08.01.2025
„Künstliche Intelligenz ist mehr als ChatGPT“
Viele denken bei Künstlicher Intelligenz (KI) automatisch an Maschinelles Lernen. Aktuell dominieren Ansätze, die in riesigen Datenmengen Muster erkennen — nach diesem Prinzip funktioniert ChatGPT. Doch solche Systeme sind ungeeignet, wenn es darum geht, Probleme zu lösen, die ein tiefgreifendes Verständnis und komplexere Schlussfolgerungen erfordern. Das leisten sogenannte symbolische Verfahren in der KI. Wie genau diese funktionieren und warum es am Ende lohnenswert ist, beide Ansätze zu kombinieren, erläutert Professor Sebastian Rudolph von der TU Dresden und Konrad Zuse School of Excellence in Embedded Composite Artificial Intelligence (SECAI). SECAI wird durch den DAAD mit Mitteln des Bundesministeriums für Bildung und Forschung (BMBF) gefördert.

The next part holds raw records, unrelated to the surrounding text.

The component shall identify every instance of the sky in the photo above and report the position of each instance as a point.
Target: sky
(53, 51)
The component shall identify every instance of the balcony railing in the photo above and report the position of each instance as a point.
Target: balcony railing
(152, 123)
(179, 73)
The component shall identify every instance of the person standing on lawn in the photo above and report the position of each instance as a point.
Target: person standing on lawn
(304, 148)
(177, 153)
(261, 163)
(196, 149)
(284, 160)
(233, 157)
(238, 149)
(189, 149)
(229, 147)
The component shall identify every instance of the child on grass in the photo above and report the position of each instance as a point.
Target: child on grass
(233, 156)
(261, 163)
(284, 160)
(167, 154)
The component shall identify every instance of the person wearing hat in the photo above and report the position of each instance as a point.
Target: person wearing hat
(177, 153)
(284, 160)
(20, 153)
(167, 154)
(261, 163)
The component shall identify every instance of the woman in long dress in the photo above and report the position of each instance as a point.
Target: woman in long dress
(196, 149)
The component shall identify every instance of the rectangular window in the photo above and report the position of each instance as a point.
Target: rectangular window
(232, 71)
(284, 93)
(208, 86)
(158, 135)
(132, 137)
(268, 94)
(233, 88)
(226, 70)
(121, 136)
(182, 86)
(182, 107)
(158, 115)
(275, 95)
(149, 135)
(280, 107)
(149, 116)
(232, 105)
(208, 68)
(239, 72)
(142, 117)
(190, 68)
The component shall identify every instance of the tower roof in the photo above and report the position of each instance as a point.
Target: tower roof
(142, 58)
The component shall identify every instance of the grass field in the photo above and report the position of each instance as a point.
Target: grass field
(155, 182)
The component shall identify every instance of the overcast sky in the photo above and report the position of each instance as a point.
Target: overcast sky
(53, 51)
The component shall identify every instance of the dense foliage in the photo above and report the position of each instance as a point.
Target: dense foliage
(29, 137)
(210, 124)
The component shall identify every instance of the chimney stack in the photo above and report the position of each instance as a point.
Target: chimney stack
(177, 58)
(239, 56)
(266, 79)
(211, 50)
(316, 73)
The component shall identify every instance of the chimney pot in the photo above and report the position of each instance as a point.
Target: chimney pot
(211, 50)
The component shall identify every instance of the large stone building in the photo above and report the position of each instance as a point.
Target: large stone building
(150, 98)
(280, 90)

Das Gebiet „Computational Logic“ befasst sich mit der Frage, wie sich logisches Schlussfolgern mathematisch beschreiben und mithilfe passender Algorithmen automatisieren lässt. Bei „Wissensrepräsentation“ geht es darum, das Wissen eines Gebietes formal zu strukturieren und in einem Computersystem zu hinterlegen. Dabei kann es sich um konkretes Faktenwissen, allgemeines Hintergrundwissen, operatives Wissen oder andere Formen handeln. Dieses Wissen wird dann automatisch kombiniert, um anspruchsvolle Aufgaben zu lösen, etwa die Beantwortung komplexer Anfragen oder Planungsprobleme. Logikbasierte Wissensrepräsentation fällt in den Bereich der symbolischen Künstlichen Intelligenz und findet in der Praxis breite Anwendung.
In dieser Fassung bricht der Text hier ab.